茯苓健脾滲湿・安中止嘔。胃内の水湿を除き、気を下す。


🌡 臨床的特徴

観点内容
症状の特徴 悪心・嘔吐・めまい・吐き気が続く。
胃が重く、胸やけ・食欲不振を伴う。
つわり、乗り物酔い、胃内停水によるめまいなどに適応。
体質傾向 やや虚弱で水分代謝が悪く、むくみやすい体質。
胃腸の働きが弱く、湿が停滞しやすいタイプ。
脈証・舌象 脈:滑または軟。
舌:淡白、苔は白膩。


🩺 現代医学的応用

  • 悪阻(つわり)。
  • めまい・メニエール病。
  • 急性・慢性胃炎。
  • 乗り物酔い。
  • 胃内停水による嘔気・胸部つかえ感。
  • 脳循環障害による嘔吐。


⚖️ 類方・比較

方剤特徴・鑑別点
半夏瀉心湯胃内停水に加えて熱証を伴う(舌赤・苔黄・口苦など)。
小半夏湯茯苓を除いた方。
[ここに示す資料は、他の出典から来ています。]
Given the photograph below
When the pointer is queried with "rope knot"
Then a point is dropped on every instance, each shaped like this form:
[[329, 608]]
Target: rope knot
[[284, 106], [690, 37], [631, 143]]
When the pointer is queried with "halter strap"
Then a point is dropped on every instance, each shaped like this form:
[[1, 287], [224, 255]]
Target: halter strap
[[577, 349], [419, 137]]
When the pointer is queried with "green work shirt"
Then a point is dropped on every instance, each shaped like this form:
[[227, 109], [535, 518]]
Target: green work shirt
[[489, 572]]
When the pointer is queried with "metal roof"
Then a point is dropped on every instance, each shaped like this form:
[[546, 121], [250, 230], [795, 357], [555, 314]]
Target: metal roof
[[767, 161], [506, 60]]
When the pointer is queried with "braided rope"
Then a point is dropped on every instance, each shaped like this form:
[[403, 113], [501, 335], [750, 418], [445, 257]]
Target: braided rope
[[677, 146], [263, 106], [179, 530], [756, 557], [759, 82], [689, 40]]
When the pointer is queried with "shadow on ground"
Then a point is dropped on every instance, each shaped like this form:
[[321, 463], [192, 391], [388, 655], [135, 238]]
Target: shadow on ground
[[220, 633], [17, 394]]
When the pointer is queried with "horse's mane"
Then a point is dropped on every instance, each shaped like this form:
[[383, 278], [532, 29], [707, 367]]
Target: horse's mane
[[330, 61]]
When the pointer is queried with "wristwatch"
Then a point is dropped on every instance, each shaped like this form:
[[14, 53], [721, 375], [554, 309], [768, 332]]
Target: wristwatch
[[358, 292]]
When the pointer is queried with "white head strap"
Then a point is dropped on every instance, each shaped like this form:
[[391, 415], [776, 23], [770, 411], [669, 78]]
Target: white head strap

軽い嘔吐・吐き気に使用。
二陳湯痰湿が多く、咳やめまいが主となる場合。
苓桂朮甘湯水飲によるめまい・立ちくらみ・動悸が中心の場合。


⚠️ 使用上の注意

  • 熱性嘔吐(口渇・黄苔・苦味など)には不適。
  • 乾燥体質・陰虚傾向には慎用。
  • 妊娠時の悪阻に使用する際は、嘔吐の程度に応じて用量調整が必要。


📖 メモ(臨床要点)

  • 「水が胃に停滞して嘔吐を起こす」タイプに最も適する。
  • 妊娠悪阻・めまい・胃内水滞に広く応用される。
  • 軽度の嘔吐・悪心・胃のむかつきに、安全で使いやすい方剤。
  • 小半夏湯に茯苓を加えることで、水湿除去作用が強化されている。